Thanks a lot guys.  The weight was measured on an old fishing scale so I don't know that that's right on or not but he sure felt all of it.  I've turkey hunted redlands and tallulah gorge wma for five years now and it's taken me this long to kill one that wasn't a jake.  Truly, there was a heck of a lot of luck involved but I guess if you go hunting enough times, it'll eventually come together.  Man, I wish I could've mounted him.  At the rate I've been going, I probably won't ever top that'n.


----------



## coon dawg (Mar 31, 2005)

*just saw this Sean..........*

been out killin turkeys........CONGRATS!!!!.........tremendous bird, what a thick beard!!!!..you da man!!!


----------



## Etter1 (Mar 31, 2005)

Thanks John.  I'll come by next week......we'll swap stories.


----------



## dutchman (Mar 31, 2005)

That is one nice bird!

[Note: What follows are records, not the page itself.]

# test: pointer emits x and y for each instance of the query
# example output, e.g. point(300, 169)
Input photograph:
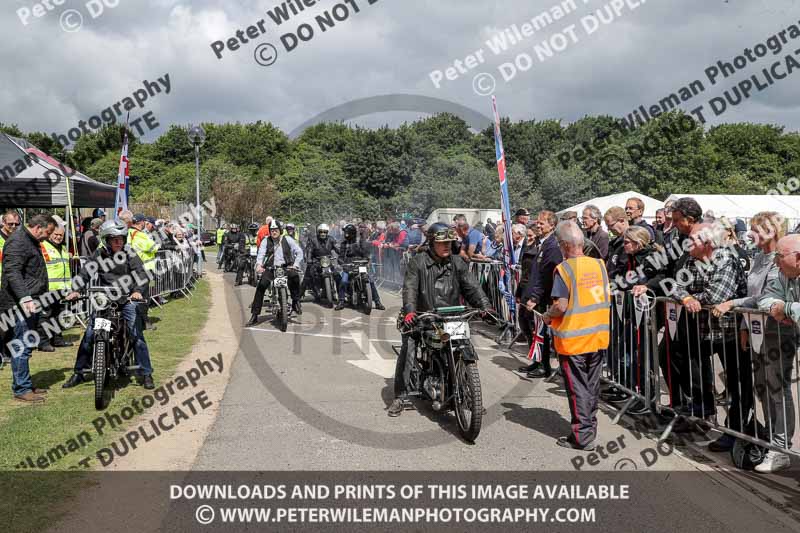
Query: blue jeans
point(20, 369)
point(344, 286)
point(84, 359)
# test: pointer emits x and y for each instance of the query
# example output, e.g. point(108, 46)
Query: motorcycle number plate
point(457, 330)
point(102, 324)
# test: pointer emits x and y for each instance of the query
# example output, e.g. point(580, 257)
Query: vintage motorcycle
point(112, 350)
point(276, 299)
point(445, 366)
point(360, 290)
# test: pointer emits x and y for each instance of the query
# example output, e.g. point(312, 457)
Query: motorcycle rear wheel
point(469, 412)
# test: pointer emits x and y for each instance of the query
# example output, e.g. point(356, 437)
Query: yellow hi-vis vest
point(58, 271)
point(144, 246)
point(584, 328)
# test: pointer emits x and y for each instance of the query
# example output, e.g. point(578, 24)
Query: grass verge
point(33, 500)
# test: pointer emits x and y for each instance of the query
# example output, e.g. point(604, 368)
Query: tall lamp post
point(197, 136)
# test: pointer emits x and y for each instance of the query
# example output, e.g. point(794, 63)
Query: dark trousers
point(293, 279)
point(402, 372)
point(582, 381)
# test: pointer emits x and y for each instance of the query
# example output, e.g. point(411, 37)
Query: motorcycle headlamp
point(445, 235)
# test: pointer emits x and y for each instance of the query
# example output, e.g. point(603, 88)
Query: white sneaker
point(773, 462)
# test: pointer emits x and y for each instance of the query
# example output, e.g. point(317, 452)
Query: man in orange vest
point(579, 318)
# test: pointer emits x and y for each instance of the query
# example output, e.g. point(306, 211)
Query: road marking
point(374, 362)
point(324, 335)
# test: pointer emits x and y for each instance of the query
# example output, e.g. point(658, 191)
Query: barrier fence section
point(737, 372)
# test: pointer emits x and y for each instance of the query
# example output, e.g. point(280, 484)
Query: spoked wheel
point(283, 310)
point(469, 411)
point(99, 368)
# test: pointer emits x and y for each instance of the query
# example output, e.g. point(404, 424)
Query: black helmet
point(440, 232)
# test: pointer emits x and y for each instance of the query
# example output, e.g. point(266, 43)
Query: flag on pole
point(121, 200)
point(508, 247)
point(535, 353)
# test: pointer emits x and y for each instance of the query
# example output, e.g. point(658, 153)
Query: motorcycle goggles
point(445, 235)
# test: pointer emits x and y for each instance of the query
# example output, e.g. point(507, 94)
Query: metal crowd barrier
point(675, 362)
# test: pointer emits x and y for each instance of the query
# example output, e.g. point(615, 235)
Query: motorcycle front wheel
point(283, 314)
point(469, 410)
point(99, 369)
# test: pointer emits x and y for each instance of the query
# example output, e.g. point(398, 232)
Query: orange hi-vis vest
point(584, 328)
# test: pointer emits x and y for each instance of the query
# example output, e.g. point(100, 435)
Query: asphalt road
point(314, 398)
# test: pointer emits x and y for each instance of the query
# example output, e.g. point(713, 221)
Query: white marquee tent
point(746, 205)
point(605, 202)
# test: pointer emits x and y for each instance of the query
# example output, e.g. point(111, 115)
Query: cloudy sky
point(57, 77)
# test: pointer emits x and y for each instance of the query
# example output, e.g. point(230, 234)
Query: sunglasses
point(444, 235)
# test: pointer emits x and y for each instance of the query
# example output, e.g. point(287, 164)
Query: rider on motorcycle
point(277, 251)
point(435, 277)
point(352, 248)
point(232, 239)
point(322, 246)
point(113, 247)
point(245, 242)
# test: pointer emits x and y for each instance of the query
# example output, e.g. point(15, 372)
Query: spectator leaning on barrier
point(594, 232)
point(773, 359)
point(711, 276)
point(781, 299)
point(24, 278)
point(471, 241)
point(59, 275)
point(10, 225)
point(617, 223)
point(89, 240)
point(146, 249)
point(634, 209)
point(579, 318)
point(537, 293)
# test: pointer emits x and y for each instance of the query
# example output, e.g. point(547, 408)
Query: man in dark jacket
point(24, 280)
point(116, 265)
point(352, 247)
point(435, 278)
point(537, 294)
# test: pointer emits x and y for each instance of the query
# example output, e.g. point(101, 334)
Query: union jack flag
point(121, 200)
point(535, 353)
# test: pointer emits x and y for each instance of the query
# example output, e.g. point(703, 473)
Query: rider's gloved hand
point(410, 319)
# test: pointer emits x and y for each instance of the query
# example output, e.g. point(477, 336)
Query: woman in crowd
point(772, 364)
point(617, 222)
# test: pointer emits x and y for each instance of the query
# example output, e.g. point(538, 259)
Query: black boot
point(74, 380)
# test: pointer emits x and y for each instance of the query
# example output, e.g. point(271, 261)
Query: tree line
point(334, 170)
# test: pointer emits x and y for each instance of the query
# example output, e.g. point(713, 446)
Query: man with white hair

Congratulations man.


----------



## humdandy (Oct 7, 2016)

Limbshaker said:


> What do you mean you won't say where you was?
> HHH



I'll tell you where he was..........


----------



## ryanwhit (Oct 7, 2016)

Blast from the past here...haven't talked to Etter in a long time.


----------



## humdandy (Mar 4, 2017)

Etter1 said:


> here ya go



Congrats!


----------